We see, at once, a man of moderate stature, light, sinewy, and strong; a face browned with continual exposure; small, mirthful, yet commanding blue eyes, glittering from beneath an arching brow, and prominent cheekbones; a long hawk's nose, almost resting upon a salient chin, a pendent moustache, and a thick, brown, curly beard, prematurely grizzled; we see the mien of frank authority and magnificent good humour, we hear the ready sallies of the shrewd Gascon mother-wit, we feel the electricity which flashes out of him, and sets all hearts around him on fire, when the trumpet sounds to battle. The headlong desperate charge, the snow-white plume waving where the fire is hottest, the large capacity for enjoyment of the man, rioting without affectation in the 'certaminis gaudia', the insane gallop, after the combat, to lay its trophies at the feet of the Cynthia of the minute, and thus to forfeit its fruits; all are as familiar to us as if the seven distinct wars, the hundred pitched battles, the two hundred sieges; in which the Bearnese was personally present, had been occurrences of our own day.

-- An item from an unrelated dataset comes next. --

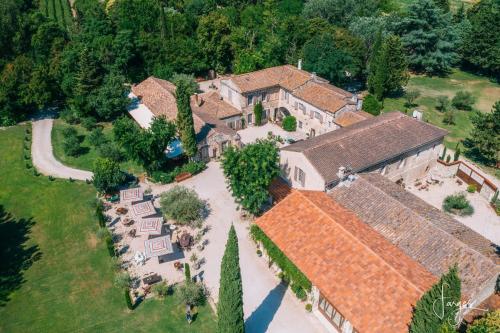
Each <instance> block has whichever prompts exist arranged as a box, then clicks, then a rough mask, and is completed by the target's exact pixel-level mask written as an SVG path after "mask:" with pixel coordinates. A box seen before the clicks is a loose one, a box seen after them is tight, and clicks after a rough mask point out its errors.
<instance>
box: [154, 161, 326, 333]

He at least was both king and man, if the monarch who occupied the throne was neither. He was the man to prove, too, for the instruction of the patient letter-writer of the Escorial, that the crown of France was to be won with foot in stirrup and carbine in hand, rather than to be caught by the weaving and casting of the most intricate nets of diplomatic intrigue, though thoroughly weighted with Mexican gold.
The King of Navarre was now thirty-one years old; for the three Henrys were nearly of the same age. The first indications of his existence had been recognized amid the cannon and trumpets of a camp in Picardy, and his mother had sung a gay Bearnese song as he was coming into the world at Pau. Thus, said his grandfather, Henry of Navarre, thou shalt not bear to us a morose and sulky child. The good king, without a kingdom, taking the child, as soon as born, in the lappel of his dressing-gown, had brushed his infant lips with a clove of garlic, and moistened them with a drop of generous Gascon wine. Thus, said the grandfather again, shall the boy be both merry and bold. There was something mythologically prophetic in the incidents of his birth.
The best part of Navarre had been long since appropriated by Ferdinand of Aragon. In France there reigned a young and warlike sovereign with four healthy boys. But the new-born infant had inherited the lilies of France from St. Louis, and a later ancestor had added to the escutcheon the motto "Espoir." His grandfather believed that the boy was born to revenge upon Spain the wrongs of the House of Albret, and Henry's nature seemed ever pervaded with Robert of Clermont's device.